Sono iniziate le grandi manovre per la successione del vescovo di Novara, monsignor Giulio Franco Brambilla, che tra poco meno di un anno darà le dimissioni. La “cupola boariniana” ha individuato come futuro successore di San Gaudenzio l’attuale vescovo di Asti, monsignor Marco Prastaro. Allo scopo è stato presentato il 19 ottobre scorso il suo nuovo libro dal titolo Dio dove sei finito? Inquietudini e interrogativi su una Chiesa che diviene minoranza (edizioni San Paolo).
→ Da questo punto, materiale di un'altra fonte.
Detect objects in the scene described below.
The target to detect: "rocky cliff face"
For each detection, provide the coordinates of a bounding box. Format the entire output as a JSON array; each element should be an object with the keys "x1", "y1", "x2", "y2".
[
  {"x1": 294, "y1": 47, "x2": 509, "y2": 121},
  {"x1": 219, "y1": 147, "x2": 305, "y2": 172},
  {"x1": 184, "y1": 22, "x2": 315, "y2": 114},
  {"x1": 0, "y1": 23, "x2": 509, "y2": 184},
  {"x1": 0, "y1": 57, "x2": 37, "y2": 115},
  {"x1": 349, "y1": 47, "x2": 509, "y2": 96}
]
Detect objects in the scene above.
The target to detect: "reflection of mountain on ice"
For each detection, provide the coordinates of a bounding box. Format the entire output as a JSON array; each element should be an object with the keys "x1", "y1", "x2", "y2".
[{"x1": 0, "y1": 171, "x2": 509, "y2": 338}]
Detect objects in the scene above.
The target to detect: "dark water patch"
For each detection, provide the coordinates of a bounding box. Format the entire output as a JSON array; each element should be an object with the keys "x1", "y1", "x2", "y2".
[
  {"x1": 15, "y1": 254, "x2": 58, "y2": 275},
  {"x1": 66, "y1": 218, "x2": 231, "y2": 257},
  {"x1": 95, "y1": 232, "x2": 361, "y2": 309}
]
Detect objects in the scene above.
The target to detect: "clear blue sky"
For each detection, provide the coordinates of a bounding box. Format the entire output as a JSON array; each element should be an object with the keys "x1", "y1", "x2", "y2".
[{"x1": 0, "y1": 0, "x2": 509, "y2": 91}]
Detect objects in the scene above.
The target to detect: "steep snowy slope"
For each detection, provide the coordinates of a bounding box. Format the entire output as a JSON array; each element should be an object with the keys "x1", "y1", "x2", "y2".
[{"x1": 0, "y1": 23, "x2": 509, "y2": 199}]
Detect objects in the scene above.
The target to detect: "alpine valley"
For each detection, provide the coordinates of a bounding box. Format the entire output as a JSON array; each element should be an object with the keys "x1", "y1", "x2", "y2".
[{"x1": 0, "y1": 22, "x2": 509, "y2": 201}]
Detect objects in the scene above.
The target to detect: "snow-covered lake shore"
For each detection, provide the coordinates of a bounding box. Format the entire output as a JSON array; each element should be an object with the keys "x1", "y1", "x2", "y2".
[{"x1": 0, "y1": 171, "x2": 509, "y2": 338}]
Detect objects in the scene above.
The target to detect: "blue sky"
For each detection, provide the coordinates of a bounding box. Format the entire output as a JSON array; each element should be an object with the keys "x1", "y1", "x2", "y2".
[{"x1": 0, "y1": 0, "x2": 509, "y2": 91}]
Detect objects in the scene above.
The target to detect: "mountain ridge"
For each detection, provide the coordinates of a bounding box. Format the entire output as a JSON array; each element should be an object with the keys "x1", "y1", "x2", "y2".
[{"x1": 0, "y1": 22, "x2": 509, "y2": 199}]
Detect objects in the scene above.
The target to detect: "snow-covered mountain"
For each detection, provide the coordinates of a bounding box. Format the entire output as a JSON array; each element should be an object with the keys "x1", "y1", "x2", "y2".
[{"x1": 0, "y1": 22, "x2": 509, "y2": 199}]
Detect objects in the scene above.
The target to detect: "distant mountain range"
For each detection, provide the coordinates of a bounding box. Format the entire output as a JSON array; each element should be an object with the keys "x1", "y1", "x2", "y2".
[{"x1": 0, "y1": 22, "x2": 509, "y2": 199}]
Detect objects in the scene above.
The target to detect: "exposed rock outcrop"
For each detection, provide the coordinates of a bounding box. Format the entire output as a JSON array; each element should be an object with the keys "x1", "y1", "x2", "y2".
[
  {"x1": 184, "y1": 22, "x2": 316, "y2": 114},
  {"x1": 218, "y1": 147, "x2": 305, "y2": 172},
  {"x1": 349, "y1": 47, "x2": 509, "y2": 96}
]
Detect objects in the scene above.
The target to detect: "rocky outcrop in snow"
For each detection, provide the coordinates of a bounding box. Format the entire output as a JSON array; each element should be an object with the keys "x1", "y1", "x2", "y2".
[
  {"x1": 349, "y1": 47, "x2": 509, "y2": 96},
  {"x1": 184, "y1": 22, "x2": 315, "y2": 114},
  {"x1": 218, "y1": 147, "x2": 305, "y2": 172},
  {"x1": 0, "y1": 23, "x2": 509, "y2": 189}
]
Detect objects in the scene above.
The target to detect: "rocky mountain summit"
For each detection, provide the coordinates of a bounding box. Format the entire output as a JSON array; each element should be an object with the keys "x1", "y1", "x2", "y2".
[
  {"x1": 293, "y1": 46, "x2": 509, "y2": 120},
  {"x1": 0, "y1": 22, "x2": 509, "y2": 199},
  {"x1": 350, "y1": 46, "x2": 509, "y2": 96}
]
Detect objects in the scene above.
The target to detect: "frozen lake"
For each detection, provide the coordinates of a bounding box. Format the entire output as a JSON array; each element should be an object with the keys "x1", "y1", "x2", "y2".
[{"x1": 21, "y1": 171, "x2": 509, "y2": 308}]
Il testo si inserisce nel filone che per giustificare lo stato quasi comatoso in cui versa la Chiesa in Italia, vuole rassicurarci che, come da decenni a questa parte,  la desertificazione delle chiese è «una gran bella opportunità» e a non preoccuparci se i cristiani sono diventati una sparuta minoranza, l’importante è «camminare insieme» – slogan veramente mai udito! – perché Dio non ci ha dimenticato ma è fra le pieghe oscure della storia, «là dove la vita si svolge, là dove la gente vive, soffre, prega e – soprattutto – pecca». Insomma, monsignor Prastaro pare proprio adatto a Novara dove resiste ancora un cattolicesimo troppo cattolico, un seminario con ancora troppe vocazioni e quindi da convertire. L’arcivescovo di Torino Roberto Repole scrive nella prefazione che il libro del suo compagno di cordata farà un gran bene perché è «un invito a percepire la realtà per quello che è, senza illudersi che torneranno i bei tempi andati», quando le chiese erano piene e i seminari gremiti e i cristiani non erano adulti. Miserando atque destruendo.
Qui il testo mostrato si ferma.